El papel del usuario / operador de la instalación es fundamental. Las averías más graves se producen en más del 80% de los casos por un deficiente mantenimiento al nivel del operador. Siempre sugerimos a nuestros clientes implantar un plan de mantenimiento de primer nivel, desarrollado especialmente para garantizar que cualquier operario es capaz de resolver pequeñas incidencias y efectuar las tareas básicas de mantenimiento. El éxito de este plan radica en adaptarlo al perfil más bajo de cualificación de los operadores.

¿Es posible eliminar el stock de repuestos?

Es factible reducir al mínimo operacional el stock de repuestos. Es necesario realizar un estudio detallado de repuestos críticos para establecer los niveles mínimos de almacén en función de los tiempos de demora en su adquisición. Criterios particulares tan variables como la disponibilidad de espacio, la caducidad de los elementos, frecuencia de uso, precio, comunalidad de repuestos entre equipos, etc. terminarán por definir el stock idóneo.

¿Es más rentable potenciar el departamento de mantenimiento o externalizar el servicio?

En general, la externalización del servicio siempre que el proveedor aporte la solvencia necesaria permite beneficiarse de compartir experiencias análogas aprovechando las mejoras implantadas con éxito en instalaciones semejantes.

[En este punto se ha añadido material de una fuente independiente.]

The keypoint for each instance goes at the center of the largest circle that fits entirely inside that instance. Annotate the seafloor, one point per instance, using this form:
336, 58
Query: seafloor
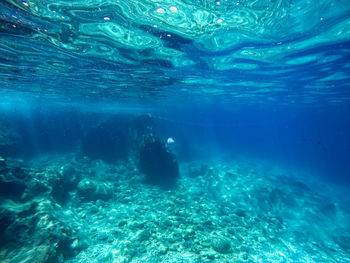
67, 208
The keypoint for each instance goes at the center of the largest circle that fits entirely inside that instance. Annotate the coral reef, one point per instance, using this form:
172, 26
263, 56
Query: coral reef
75, 209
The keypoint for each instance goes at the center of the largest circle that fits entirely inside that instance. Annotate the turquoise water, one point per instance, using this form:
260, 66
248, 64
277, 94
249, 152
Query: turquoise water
174, 131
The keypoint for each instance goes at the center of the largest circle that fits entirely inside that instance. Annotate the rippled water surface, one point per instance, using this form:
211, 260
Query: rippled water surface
233, 51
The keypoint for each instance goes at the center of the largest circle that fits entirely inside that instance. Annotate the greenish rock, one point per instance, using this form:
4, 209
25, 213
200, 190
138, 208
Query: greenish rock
222, 246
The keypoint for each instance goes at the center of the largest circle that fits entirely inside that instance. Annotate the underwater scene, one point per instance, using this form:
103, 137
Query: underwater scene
190, 131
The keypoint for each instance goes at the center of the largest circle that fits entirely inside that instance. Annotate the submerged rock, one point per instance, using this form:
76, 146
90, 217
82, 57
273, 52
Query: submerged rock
11, 188
222, 246
90, 190
159, 165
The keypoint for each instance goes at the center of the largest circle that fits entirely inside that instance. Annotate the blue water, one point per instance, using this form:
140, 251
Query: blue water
175, 131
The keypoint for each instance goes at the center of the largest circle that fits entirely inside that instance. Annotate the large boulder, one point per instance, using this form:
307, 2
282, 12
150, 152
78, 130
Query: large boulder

Salvo casos en los que la carga de trabajo justifique la dedicación exclusiva de un equipo especializado o bien cuando por requerimientos normativos sea imperativo, la opción de disponer de un equipo externo de expertos sólo en el momento necesario resulta a todas luces más rentable y eficaz. En cualquier caso el mantenimiento de primer nivel se resuelve internamente, y, en función del grado de control y gestión que se determine mantener se deberá dotar el departamento de mantenimiento con medios humanos y materiales adecuados.

¿Cuándo / cómo abordar un retrofitting?

Desde el punto de vista económico / financiero, esta decisión corresponde a la dirección de la instalación, aunque los argumentos técnicos que un experto en mantenimiento debe aportar contribuyen a facilitar la toma de decisiones. La obsolescencia de una instalación productiva se puede producir por múltiples factores. Podemos plantearnos un retrofitting de una instalación que está comenzando a perder productividad o bien de un elemento que tras sufrir una avería catastrófica no rentabilizaría el coste de reparación. Desde el punto de vista del ciclo de vida de la instalación, debemos considerar el retrofitting analizándolo en el contexto de la planta completa, localizando las opciones más ventajosas para el conjunto de la empresa y no sólo para el elemento a modernizar. Es importante integrar al experto en mantenimiento en el proceso de toma de decisiones en cualquier retrofitting pues nos aportará las alternativas más ventajosas para la optimización de los costes de mantenimiento a lo largo del ciclo de vida de la instalación.

¿Es importante conocer los costes de mantenimiento?

Es vital evaluar los costes de mantenimiento no sólo desde el punto de vista contable para conocer el impacto de un día de parada en nuestra instalación, que produzca retrasos en los pedidos a clientes e incidencias de toda índole. Si somos capaces de cuantificar estos costes estaremos en el camino para mejorar, disminuyendo riesgos, minimizando averías y controlando el gasto en mantenimiento. Es necesario pues evaluar para conocer y medir para mejorar, todo ello de forma continua.